Tuesday, January 17, 2023

The Ice Queen by Alice Hoffman

 

If you take one thing away from THE ICE QUEEN, I really want it to be that the heroine and one of her love interests have both been struck by lighting, and one of them has turned cold inside, and the other is hot (so hot his touch literally burns), and when they have sex, they have to do it in a cold bath tub. And EVEN THEN, his dick is so hot that the first time, she goes to his freezer and sticks ice UP THERE. For relief. Honestly, at least 50% of the entertainment value of this book (at least for me) was trying to figure out the rules of this weird, freaky-deaky magic-realism sex the author thought up.

Apart from that, this is a strange, surreal story that kind of reads like an adult fairytale. The heroine (who I don't think has a name) believes she has the ability to speak wishes and make them truths because when she told her mother she didn't want her to come back, her mother died. And when she said she wanted to be struck by lightning, she got struck by lightening. After those two very traumatic events, she mostly stopped talking much, but the effects of the lightening live on her blood, turning her cold, taking away her ability to see red, and leaving her with strange sensations in her head and heart.

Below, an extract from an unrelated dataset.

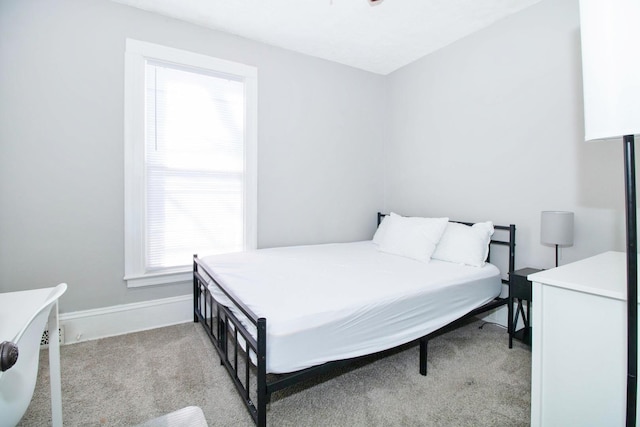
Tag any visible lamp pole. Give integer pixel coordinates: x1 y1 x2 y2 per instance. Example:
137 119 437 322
624 134 637 426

When she ends up in a lightening strike victim study, she hears about this dude who became a total hermit after the lightning strike. This is Mr. Fire Cock, as I like to call him. He and the heroine have instant lust, although because this is ~literary fiction~ and not romance, they wait until the second meeting before having wild and screwy elemental sex, the likes of which causes water in the bathtub to literally boil and requires sticking your hands in the freezer before foreplay. Honestly, if the book was mostly about this, I would have enjoyed it SO much more. But there's a reason that this is a love story and a romance, although when people say it's unhappy, it's probably not for the reasons you think.

The last act kind of goes off the rails. This went from being a poignant, morbidly dreamy book to a depressing mess. Someone (not the love interest) dies. We learn about someone's incredibly traumatic (physical trauma from an accident, not abusive) backstory. and someone chops off their hands with a hatchet(!!!!!). Also, there's several animal deaths, small animals killed by a cat (although one of them could have been saved but the heroine didn't know that and also DO WE REALLY NEED so many gratuitous descriptions of withered animal corpses, she asked). I think I would have liked this more as a teenager when I was all about that edgy depressed emo kid life. In fact, this even came out when that subculture was nearing its peak in 2005, so maybe the author was living her edgy, depressed emo kid life, too. That said, I still actually enjoyed this book more than I did PRACTICAL MAGIC.